As an editorial board — after endorsing Leach against Democrat Dave Loebsack in 2006 — we invoked Leach’s legacy prominently in our 2008 and 2010 endorsements of Loebsack’s campaign for a second and third term in Congress. And the Des Moines Register Editorial Board mentioned Leach in the first sentence of its recent endorsement of Loebsack for a fourth term.

But it’s getting to be time for that trend to end. In the past two years, Loebsack has begun to show signs of moving out of Leach’s shadow. And it’s time for him to be able to claim the new 24-county Second District for his own.

In the past two years, we’ve been seeing less of the sleepy professor who sought only to go along with his party’s platform and seemed satisfied with a list of small parliamentary victories. And we’ve started to see a more tenured politician who is learning how to exert influence in Washington and who is no longer afraid to use some sharp elbows when needed to get his point across in debate.

Like many in the district, we were disappointed earlier this year when Loebsack came in seventh in the Register’s ranking of the effectiveness of Iowa’s seven-member Congressional delegation. But that Register profile also stressed how Loebsack has a reputation for fighting aggressively on flood relief, for protecting veterans benefits and for looking after Iowa interests.
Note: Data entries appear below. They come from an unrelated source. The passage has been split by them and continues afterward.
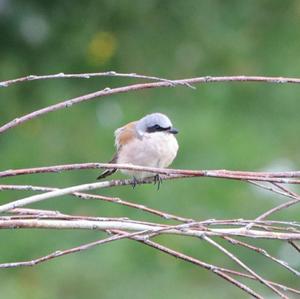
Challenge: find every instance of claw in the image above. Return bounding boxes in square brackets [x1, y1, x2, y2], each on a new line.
[153, 174, 163, 190]
[131, 176, 138, 189]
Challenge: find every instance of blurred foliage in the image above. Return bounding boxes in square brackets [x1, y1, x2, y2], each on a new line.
[1, 0, 300, 298]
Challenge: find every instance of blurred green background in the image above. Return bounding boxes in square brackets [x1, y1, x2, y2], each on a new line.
[1, 1, 300, 298]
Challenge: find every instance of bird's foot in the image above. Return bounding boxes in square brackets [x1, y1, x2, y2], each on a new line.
[131, 176, 139, 189]
[153, 174, 163, 190]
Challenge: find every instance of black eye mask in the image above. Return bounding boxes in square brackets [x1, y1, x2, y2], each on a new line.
[146, 124, 171, 133]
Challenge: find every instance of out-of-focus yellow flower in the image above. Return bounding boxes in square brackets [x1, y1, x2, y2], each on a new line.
[87, 31, 117, 65]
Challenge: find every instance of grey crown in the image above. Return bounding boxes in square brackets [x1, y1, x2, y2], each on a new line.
[136, 113, 173, 136]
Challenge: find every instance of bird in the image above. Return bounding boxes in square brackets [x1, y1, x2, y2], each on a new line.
[97, 112, 179, 187]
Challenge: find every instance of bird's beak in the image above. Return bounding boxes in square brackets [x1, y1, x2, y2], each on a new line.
[168, 127, 179, 134]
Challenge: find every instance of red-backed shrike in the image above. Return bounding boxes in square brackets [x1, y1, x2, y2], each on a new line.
[97, 113, 179, 185]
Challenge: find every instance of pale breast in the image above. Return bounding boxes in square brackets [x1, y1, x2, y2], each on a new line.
[117, 132, 179, 178]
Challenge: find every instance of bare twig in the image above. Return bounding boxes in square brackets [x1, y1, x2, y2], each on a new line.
[0, 184, 191, 222]
[247, 180, 299, 200]
[0, 218, 300, 240]
[202, 236, 287, 298]
[272, 183, 300, 198]
[1, 163, 300, 184]
[3, 186, 300, 235]
[115, 229, 264, 299]
[7, 207, 65, 216]
[0, 181, 113, 213]
[0, 213, 162, 228]
[1, 222, 298, 297]
[1, 217, 299, 296]
[3, 188, 300, 232]
[224, 236, 300, 276]
[0, 231, 140, 268]
[0, 176, 184, 213]
[137, 237, 300, 297]
[246, 198, 300, 230]
[0, 222, 200, 268]
[2, 163, 300, 214]
[1, 162, 300, 179]
[245, 181, 300, 230]
[2, 73, 300, 88]
[3, 75, 300, 133]
[1, 223, 205, 268]
[4, 230, 299, 296]
[0, 71, 180, 88]
[202, 218, 300, 230]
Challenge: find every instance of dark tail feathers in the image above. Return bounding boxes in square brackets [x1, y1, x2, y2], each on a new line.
[96, 154, 118, 180]
[97, 168, 117, 180]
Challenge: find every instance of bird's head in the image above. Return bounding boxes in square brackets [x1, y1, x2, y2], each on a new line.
[136, 113, 178, 137]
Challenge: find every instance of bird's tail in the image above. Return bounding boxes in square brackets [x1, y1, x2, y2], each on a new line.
[96, 168, 117, 180]
[96, 154, 118, 180]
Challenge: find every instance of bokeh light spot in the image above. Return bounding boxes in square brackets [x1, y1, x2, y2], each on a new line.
[19, 13, 49, 46]
[96, 100, 123, 128]
[87, 31, 117, 65]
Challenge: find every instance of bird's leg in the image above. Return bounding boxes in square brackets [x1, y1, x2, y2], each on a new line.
[131, 176, 138, 189]
[153, 174, 163, 190]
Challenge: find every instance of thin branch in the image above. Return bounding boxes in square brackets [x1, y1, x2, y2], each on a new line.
[202, 218, 300, 230]
[7, 207, 65, 216]
[245, 181, 300, 230]
[115, 230, 264, 299]
[252, 184, 300, 221]
[0, 218, 300, 240]
[2, 165, 300, 215]
[0, 185, 300, 233]
[3, 75, 300, 133]
[247, 180, 299, 200]
[272, 183, 300, 198]
[1, 224, 202, 268]
[2, 73, 300, 89]
[2, 73, 300, 88]
[0, 177, 186, 213]
[0, 231, 140, 268]
[1, 163, 300, 184]
[0, 220, 298, 296]
[0, 71, 182, 88]
[224, 236, 300, 276]
[0, 184, 191, 222]
[246, 198, 300, 230]
[204, 220, 300, 234]
[2, 209, 300, 235]
[0, 181, 112, 213]
[138, 237, 300, 297]
[0, 213, 164, 228]
[0, 222, 200, 269]
[1, 162, 300, 179]
[3, 188, 300, 235]
[2, 187, 299, 234]
[202, 236, 287, 298]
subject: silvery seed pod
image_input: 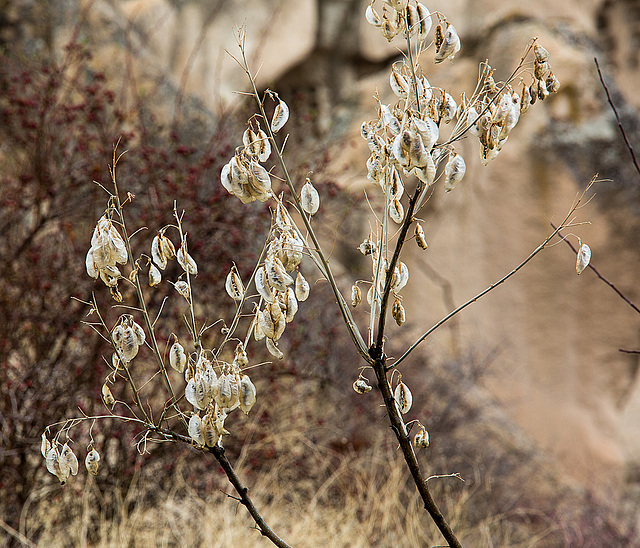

Loebsack still can be counted on for a fairly party-line Democratic vote. But he has refused to toe the line on various free-trade agreements, and he likewise has been vocal in his call for the president to bring home troops from Afghanistan sooner than the administration’s timeline.

Republican challenger John Archer, a senior attorney for John Deere, has touted his experience negotiating contracts around the world for a major corporation. And Archer has focused his campaign on the steps the U.S. needs to take to become more competitive with emerging economies around the globe.

Unfortunately, to Archer, one of the most important of those steps would be the complete repeal of the Affordable Care Act. It’s unclear, however, what would replace that legislation to help drive down health care costs while still ensuring that young adults and people with pre-existing conditions are able to find health insurance.

We have no doubt that Archer is a principled and committed man. And were Second District voters to elect him to represent them, we hope he eventually will be able to pull upon his experience as a negotiator to move Congress toward more workable solutions. But at best, that’ll be a long time off.

In the meantime, we think Loebsack is in a better position to help Congress move the nation away from the financial cliff, extend tax credits for renewable energy, pass a new and improved farm bill and protect the key provisions of the Affordable Care Act while also addressing any unintended consequences.

Loebsack has earned a fourth term in Congress, and we endorse his re-election.